Similarly, Melania Trump has spoken often about solutions to the opioid epidemic.
"I'm proud of this administration's commitment to battling this epidemic," she said in New Hampshire in March, calling attention to a White House gathering of addiction experts.
Her husband's record is more mixed. Trump has asked for billions to combat opioid addiction. But he also has slashed money for the office leading the battle and sought to cut Medicaid, which pays for much of the nation's drug treatment programs.
Robert Watson, an American studies professor at Lynn University in Florida, who has written extensively about first ladies, said Melania Trump's background should be a strength — she is an immigrant, now an American citizen, who speaks several languages. But that too has been made problematic by her husband's broadsides against immigrants and his desire to retreat from global cooperation.
"The first lady can be a secret weapon and … Melania could soften his image," Watson said, but instead she has chosen so far to do "the absolute minimum necessary."
Ohio University historian Katherine Jellison said that while first ladies are almost always more popular than the presidents to whom they're married, Melania Trump may be tripped up more than most by the current "'take no prisoners' political environment."

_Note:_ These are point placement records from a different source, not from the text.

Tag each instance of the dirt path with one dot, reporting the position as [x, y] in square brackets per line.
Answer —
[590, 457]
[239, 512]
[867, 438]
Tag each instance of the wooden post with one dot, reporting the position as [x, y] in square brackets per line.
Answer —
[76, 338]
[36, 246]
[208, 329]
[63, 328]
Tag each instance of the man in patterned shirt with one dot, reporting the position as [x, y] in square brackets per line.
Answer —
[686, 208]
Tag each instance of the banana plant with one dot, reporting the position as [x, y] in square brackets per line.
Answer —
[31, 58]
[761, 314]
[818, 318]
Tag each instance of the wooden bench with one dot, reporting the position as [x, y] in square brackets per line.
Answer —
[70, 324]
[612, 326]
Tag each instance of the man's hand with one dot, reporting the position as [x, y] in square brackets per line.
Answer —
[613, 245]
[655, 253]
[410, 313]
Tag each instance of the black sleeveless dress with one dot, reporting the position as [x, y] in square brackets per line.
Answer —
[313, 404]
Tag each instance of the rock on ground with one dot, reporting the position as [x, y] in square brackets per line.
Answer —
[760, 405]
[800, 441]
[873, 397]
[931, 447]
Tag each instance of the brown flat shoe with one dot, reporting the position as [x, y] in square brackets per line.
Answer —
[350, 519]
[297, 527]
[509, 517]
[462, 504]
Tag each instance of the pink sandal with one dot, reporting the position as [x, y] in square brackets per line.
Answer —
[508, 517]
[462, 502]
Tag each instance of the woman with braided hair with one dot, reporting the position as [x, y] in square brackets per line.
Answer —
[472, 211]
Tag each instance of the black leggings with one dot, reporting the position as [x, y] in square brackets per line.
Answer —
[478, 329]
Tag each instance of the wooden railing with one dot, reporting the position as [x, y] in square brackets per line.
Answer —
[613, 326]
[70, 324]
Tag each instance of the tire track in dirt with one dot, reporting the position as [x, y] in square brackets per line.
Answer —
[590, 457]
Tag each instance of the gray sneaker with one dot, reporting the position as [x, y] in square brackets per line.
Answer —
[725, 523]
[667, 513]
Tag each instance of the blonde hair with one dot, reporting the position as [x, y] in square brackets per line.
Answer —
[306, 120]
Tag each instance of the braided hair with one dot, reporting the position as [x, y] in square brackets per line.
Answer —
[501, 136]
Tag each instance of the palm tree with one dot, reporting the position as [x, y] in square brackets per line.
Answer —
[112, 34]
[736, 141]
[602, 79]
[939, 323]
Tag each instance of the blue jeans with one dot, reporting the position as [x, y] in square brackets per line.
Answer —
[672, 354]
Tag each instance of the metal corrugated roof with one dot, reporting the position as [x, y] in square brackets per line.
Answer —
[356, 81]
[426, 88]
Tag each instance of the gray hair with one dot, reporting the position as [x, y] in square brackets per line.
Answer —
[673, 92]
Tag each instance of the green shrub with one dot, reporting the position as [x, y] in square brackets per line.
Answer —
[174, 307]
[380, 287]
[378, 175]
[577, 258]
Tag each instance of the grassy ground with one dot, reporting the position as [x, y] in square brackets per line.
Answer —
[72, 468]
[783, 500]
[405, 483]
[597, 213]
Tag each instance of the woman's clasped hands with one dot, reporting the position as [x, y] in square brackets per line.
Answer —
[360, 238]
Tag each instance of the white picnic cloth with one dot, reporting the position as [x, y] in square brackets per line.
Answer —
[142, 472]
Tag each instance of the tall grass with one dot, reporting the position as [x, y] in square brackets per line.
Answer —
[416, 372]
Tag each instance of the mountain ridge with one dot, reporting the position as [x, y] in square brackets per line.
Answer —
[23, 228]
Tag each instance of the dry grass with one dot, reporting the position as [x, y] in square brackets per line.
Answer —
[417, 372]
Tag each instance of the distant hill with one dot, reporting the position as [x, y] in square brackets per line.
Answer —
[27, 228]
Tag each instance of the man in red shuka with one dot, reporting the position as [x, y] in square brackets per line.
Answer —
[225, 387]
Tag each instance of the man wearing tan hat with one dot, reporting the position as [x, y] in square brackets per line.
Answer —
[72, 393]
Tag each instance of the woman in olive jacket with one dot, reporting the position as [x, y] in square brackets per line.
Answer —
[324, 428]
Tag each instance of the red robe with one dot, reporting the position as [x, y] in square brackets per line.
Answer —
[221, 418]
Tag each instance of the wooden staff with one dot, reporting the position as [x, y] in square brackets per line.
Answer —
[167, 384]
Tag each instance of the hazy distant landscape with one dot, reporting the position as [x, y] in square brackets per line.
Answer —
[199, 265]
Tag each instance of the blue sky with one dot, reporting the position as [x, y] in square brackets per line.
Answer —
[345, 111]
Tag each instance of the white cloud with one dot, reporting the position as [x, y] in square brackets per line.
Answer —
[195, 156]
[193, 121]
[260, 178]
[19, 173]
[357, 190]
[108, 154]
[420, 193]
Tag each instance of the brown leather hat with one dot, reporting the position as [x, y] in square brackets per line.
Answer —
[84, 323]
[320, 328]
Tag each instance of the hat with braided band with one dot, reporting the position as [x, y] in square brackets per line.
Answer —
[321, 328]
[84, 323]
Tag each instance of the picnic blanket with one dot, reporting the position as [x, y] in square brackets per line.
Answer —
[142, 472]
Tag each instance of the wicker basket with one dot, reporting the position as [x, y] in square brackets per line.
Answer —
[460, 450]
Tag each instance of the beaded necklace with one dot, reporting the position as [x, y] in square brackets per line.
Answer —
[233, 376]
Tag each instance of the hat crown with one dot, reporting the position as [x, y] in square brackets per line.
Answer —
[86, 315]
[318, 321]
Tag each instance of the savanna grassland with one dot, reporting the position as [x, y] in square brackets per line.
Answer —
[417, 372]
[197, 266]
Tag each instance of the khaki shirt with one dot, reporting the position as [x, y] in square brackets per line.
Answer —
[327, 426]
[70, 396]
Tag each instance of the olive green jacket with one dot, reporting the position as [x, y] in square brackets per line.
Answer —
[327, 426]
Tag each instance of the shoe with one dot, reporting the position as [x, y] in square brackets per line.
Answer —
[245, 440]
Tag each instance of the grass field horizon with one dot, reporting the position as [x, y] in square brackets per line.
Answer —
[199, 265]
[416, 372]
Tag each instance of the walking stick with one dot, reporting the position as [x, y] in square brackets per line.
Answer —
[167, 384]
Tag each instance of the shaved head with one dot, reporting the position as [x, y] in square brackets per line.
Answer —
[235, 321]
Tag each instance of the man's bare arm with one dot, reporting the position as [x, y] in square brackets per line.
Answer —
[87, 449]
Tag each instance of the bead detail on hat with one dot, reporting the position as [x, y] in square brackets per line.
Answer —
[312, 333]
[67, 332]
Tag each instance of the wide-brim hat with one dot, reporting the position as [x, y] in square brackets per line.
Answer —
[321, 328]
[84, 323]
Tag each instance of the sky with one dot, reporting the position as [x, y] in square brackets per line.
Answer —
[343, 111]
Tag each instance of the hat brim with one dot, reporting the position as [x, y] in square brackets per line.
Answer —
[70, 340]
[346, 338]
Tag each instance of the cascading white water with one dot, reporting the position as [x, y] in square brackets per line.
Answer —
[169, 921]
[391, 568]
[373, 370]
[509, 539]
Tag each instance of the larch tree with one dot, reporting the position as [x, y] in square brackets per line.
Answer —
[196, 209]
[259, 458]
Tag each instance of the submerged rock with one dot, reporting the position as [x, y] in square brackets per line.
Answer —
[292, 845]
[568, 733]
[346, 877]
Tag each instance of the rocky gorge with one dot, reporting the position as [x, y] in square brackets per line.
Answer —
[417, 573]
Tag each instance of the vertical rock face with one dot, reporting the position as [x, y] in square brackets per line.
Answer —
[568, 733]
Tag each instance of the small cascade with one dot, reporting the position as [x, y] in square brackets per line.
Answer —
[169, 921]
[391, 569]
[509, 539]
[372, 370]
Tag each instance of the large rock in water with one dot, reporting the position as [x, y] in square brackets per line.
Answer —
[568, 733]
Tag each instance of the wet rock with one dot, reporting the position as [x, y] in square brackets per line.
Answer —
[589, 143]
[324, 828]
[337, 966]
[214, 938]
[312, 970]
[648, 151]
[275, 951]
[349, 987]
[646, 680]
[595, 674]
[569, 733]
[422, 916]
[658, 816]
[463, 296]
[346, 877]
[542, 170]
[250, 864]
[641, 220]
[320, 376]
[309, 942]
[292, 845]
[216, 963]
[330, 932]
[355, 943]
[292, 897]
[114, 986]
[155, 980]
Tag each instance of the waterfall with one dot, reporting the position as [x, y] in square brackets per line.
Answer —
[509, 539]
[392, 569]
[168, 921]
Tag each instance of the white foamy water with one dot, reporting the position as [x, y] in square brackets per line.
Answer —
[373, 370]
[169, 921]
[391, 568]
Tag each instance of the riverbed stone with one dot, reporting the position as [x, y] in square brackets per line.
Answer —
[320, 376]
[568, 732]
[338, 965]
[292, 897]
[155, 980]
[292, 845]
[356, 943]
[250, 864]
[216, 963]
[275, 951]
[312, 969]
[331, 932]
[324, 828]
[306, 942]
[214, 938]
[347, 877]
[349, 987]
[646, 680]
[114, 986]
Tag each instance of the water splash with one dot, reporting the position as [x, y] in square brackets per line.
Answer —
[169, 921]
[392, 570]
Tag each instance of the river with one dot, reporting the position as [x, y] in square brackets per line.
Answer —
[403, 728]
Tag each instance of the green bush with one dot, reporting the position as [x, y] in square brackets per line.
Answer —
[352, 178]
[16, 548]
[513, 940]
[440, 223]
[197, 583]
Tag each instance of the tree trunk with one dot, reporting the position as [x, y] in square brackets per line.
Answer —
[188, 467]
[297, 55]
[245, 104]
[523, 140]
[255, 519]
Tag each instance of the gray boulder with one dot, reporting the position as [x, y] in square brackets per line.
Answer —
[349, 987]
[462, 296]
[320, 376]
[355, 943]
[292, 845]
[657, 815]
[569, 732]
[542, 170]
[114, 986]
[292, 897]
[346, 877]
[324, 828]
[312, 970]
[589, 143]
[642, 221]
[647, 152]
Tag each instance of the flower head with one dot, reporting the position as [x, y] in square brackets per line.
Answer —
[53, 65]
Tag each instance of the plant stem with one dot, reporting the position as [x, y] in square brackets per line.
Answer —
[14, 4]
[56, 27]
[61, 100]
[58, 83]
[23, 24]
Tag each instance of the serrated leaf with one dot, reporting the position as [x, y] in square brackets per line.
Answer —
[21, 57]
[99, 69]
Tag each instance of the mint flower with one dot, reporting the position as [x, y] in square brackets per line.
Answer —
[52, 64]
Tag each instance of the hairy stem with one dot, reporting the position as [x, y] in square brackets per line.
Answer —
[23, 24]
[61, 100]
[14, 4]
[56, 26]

"Trump critics can point to Mrs. Trump and say she's been an enabler or she's a victim of the Stockholm syndrome," Jellison said. "I think if she did have a more upfront role, in an effort to soften his public image, she'd come in for more slings and arrows. Part of the reason she is more popular than her husband is that she is lower profile."
At the start of the year, Melania Trump announced additions to her small staff, meant to bolster her policy priorities. The state dinner Tuesday represented that team's biggest challenge so far, all the more so because it did not call in event planners for help as previous administrations have done. (Her staff did not return calls for comment.)
It's not clear if the week of activity will inspire a higher public profile or whether Melania Trump will return to the pace of her first year in office.
"I think what we see now is what to expect the remainder of his time in office," said Jellison, who has studied first ladies. "We're going to see a woman who does not want to be involved politically much, and sometimes does not want to be in the fishbowl at all."